Kafasını dizlerine koyarken mırıldandı Jungkook. "Çok özledim." "Kaç gündür bize söylemeyip kendi kendinize çözülmesini bekliyorsunuz?" Taehyung'un imalı sesine düz bir tonda karşılık verdi Jungkook. "İki gün." "Nasıl dayanmışlar bunlar iki gün?" "Dayanamıyorum zaten Jinyoung."
"Bugün Hyeri ile evlilik yıldönümümüz ve bize geliyorsunuz, barışın." Jungkook boş boş baktı Taehyung'a. "Evlilik şeyinizi niye bizle kutluyorsunuz?" "Tatilden dün sabah geldik zaten. Ben de size çok meraklı değilim ayrıca. Hyeri istedi." Omuz silkti Jungkook. Gitmeyi düşünmüyordu zaten. "Geleceksin gerizekalı, kendi kendine triplere girme boşuna."
————————
Jungkook gözlerini karşısındaki Jimin'de gezdirdi. Gözleri şişmişti. Canı acımıştı Jungkook'un. Sebebi ne olursa olsun onu ağlatmak berbat hissettiriyordu.
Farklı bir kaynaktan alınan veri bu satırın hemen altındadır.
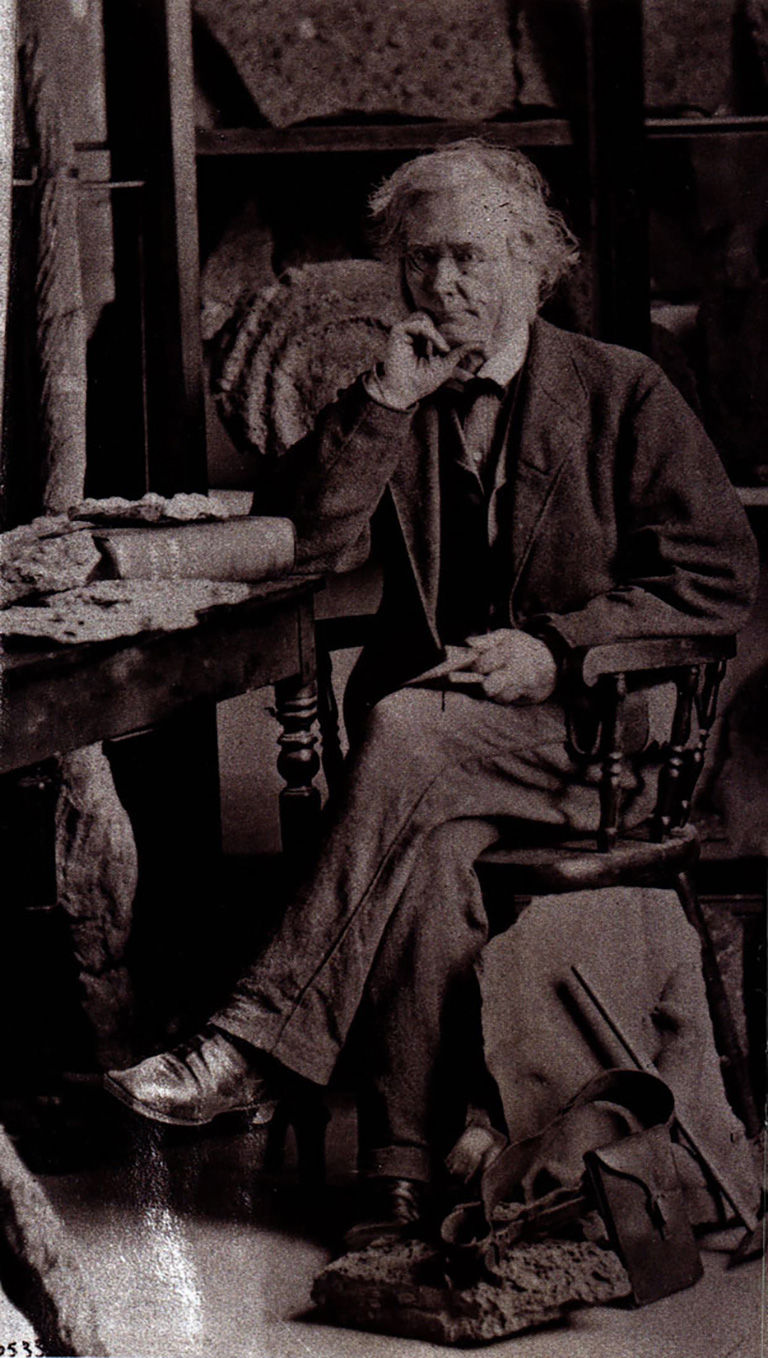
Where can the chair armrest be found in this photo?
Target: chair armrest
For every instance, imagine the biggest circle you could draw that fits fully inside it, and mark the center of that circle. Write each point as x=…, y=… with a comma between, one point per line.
x=649, y=653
"Kelebeğim nerede?" "Annemlerde." "Çocuğunuz niye kutlamıyor bu özel geceyi?" "Karşılıklı içki içerdiniz değil mi?" Jimin kıkırdamıştı Taehyung'un Jinyoung'a söylediği şeye. Jungkook yüzündeki istemsiz gülümsemeyi sildi hızlıca. Jimin gülünce otomatik olarak o da gülüyordu artık.
"JIMIN!" İçeri giren Jackson'a bakmıştı herkes. "Aradığımız çikolatayı buldum!" "Ciddi misin? Onu konuşalı iki hafta oldu!" Jackson gülümsedi tek gözünü kırparken. "Bulurum demiştim." "Satılmıyor diye biliyordum!" Jimin gülerek Jackson'ın uzattığı çikolatayı aldı.
Jimin'den
Bitirdiğim çikolata çöpünü masaya bıraktım. Dünyanın en güzel ikinci şeyi olabilirdi. Yine aklıma gelen dünyanın en güzel birinci şeyine kaydı gözlerim. Telefonuyla uğraşıyordu.
Bir kaç kere bana bakarken dolan gözlerini fark etsem de benimle göz göze gelmeden hemen kaçırıyordu gözlerini.
Yanıma gelmek için neyi bekliyordu acaba? Ya da ben yanına gitmek için neyi bekliyordum? Sıkıntıyla nefesimi verip yerdeki kırmızı-siyah balonlara basmamaya çalışarak karşı koltuğa geçtim. Kıpırdamamıştı bile...Beyaz spor ayakkabılarım ve bol kot pantolonumun arasında kalan desenli çoraplarımı izledim bir kaç saniye.